In this way, Traceroute can get all the router IP addresses.

Of course, some routers do not return ICMP at all, so for some public addresses, the route through the middle is not seen.

How does the sender know whether the outgoing UDP packet reaches the destination host?

When sending UDP packets, Traceroute fills in an impossible port number as the UDP target port number (greater than 3000). After receiving a UDP packet, the destination host returns an ICMP error message whose type is Port Unreachable.

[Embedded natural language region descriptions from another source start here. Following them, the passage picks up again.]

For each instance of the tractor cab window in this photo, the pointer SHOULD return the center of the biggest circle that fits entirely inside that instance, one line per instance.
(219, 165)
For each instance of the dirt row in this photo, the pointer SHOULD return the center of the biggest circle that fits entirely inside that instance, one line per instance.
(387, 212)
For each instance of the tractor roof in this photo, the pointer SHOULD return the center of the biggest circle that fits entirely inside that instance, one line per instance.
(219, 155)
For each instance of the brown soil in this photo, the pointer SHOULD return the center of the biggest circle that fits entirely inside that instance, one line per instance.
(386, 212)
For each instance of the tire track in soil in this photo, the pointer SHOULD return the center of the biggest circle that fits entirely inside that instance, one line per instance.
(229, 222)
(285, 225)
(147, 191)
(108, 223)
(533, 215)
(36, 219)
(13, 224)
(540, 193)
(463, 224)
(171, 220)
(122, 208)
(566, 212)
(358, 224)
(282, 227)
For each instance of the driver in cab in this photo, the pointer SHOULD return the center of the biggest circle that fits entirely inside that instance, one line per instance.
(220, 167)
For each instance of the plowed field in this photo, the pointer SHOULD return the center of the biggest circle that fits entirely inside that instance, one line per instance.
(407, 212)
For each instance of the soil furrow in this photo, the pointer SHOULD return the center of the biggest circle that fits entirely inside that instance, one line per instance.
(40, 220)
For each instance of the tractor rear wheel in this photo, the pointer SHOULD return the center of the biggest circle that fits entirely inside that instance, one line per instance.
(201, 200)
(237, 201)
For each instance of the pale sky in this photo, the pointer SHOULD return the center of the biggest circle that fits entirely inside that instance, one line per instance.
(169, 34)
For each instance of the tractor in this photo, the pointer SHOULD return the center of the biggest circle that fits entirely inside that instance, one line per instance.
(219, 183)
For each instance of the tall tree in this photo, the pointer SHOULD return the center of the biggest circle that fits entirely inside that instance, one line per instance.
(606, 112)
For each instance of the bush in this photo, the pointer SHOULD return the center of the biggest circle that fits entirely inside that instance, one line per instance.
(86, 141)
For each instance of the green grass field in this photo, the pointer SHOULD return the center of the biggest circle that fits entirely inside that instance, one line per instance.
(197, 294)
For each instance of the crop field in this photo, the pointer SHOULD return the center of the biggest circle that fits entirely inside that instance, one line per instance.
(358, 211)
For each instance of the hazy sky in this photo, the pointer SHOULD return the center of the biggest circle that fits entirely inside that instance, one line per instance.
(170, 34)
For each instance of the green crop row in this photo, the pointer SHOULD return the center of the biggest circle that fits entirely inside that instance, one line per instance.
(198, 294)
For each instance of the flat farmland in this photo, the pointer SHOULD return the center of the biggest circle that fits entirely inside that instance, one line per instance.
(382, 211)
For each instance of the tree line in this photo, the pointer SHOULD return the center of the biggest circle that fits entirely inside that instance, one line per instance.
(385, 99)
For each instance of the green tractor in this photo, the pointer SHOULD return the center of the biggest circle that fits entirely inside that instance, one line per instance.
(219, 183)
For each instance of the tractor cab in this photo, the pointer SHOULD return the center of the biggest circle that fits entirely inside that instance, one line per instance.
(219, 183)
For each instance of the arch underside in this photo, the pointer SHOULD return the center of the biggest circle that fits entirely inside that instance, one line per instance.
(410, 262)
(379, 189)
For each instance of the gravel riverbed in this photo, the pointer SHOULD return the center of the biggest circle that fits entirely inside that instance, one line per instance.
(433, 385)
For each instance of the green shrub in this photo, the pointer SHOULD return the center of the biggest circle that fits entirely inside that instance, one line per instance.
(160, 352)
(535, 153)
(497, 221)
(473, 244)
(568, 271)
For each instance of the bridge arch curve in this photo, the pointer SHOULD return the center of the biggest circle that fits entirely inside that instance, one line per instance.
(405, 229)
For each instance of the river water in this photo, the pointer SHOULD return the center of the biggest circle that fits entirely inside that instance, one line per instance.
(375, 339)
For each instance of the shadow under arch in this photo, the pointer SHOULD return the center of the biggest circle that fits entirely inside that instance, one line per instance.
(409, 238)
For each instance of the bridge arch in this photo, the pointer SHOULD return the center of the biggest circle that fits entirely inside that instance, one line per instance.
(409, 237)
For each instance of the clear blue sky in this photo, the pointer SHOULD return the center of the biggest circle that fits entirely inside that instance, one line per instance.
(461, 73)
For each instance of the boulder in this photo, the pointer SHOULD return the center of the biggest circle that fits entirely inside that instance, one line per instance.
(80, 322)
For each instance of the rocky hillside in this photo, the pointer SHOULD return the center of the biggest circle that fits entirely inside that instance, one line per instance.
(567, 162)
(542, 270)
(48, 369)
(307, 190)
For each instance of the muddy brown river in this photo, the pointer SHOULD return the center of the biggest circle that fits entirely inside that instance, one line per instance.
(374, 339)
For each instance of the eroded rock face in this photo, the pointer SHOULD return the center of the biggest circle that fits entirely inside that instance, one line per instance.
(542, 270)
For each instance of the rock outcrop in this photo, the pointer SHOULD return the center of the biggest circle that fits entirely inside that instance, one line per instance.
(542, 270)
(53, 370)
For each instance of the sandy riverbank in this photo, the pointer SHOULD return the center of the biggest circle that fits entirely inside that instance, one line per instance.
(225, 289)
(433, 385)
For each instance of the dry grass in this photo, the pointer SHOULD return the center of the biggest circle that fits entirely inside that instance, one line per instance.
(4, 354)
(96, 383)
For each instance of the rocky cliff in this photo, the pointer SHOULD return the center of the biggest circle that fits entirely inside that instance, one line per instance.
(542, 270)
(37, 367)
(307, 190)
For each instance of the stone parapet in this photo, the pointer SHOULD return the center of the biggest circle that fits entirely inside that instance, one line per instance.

Therefore, if the error packet type is port unreachable, the UDP packet sent by the sender reaches the destination host.

2. Traceroute functions 2

Another function of traceroute is to deliberately set up unsharding to determine the MTU of the path.

What’s the point?

This is done for path MTU discovery.

Sometimes we do not know the MTU size of the router. The MTU value of the Ethernet data link is usually 1500 bytes, but the MTU value of the non-external network is different. Therefore, we need to know the MTU size to control the packet size.

MTU Path Discovery (UDP)

Here’s how it works:

First, when the sending host sends IP packets, the fragment prohibition flag bit in the IP packet header is set to 1. According to this flag bit, en route routers do not fragment large packets, but discard them.

Then, an ICMP unreachable message is sent to the sending host together with the MTU value of the data link. The unreachable message type is Fragmentation required but the non-fragmentation bit is set.

Each time the sending host receives an ICMP error packet, it reduces the packet size to locate an appropriate MTU value so that it can reach the target host.


Shoulders of giants

[1] Takeshita Takashi. Illustration of TCP/IP. Posts and Telecommunications Press.

[2] Liu Chao. Interesting Discussion on network protocol. Geek time.


chatter

Kobayashi is a tool man for you. Goodbye, see you next time!


Readers question and answer

The reader asked, “I have A question: why did B automatically send A return receipt of 0 to A when A’s ICMP was sent to B? Is that the underlying design of an operating system?”

When you say “return receipt 0”, do you mean ICMP type 0? If yes, B receives an ICMP echo request (type 8) packet from A, and the protocol stack of host B finds an ICMP echo request packet. Then, the protocol stack assembles an IMCP reply (type 0) to A.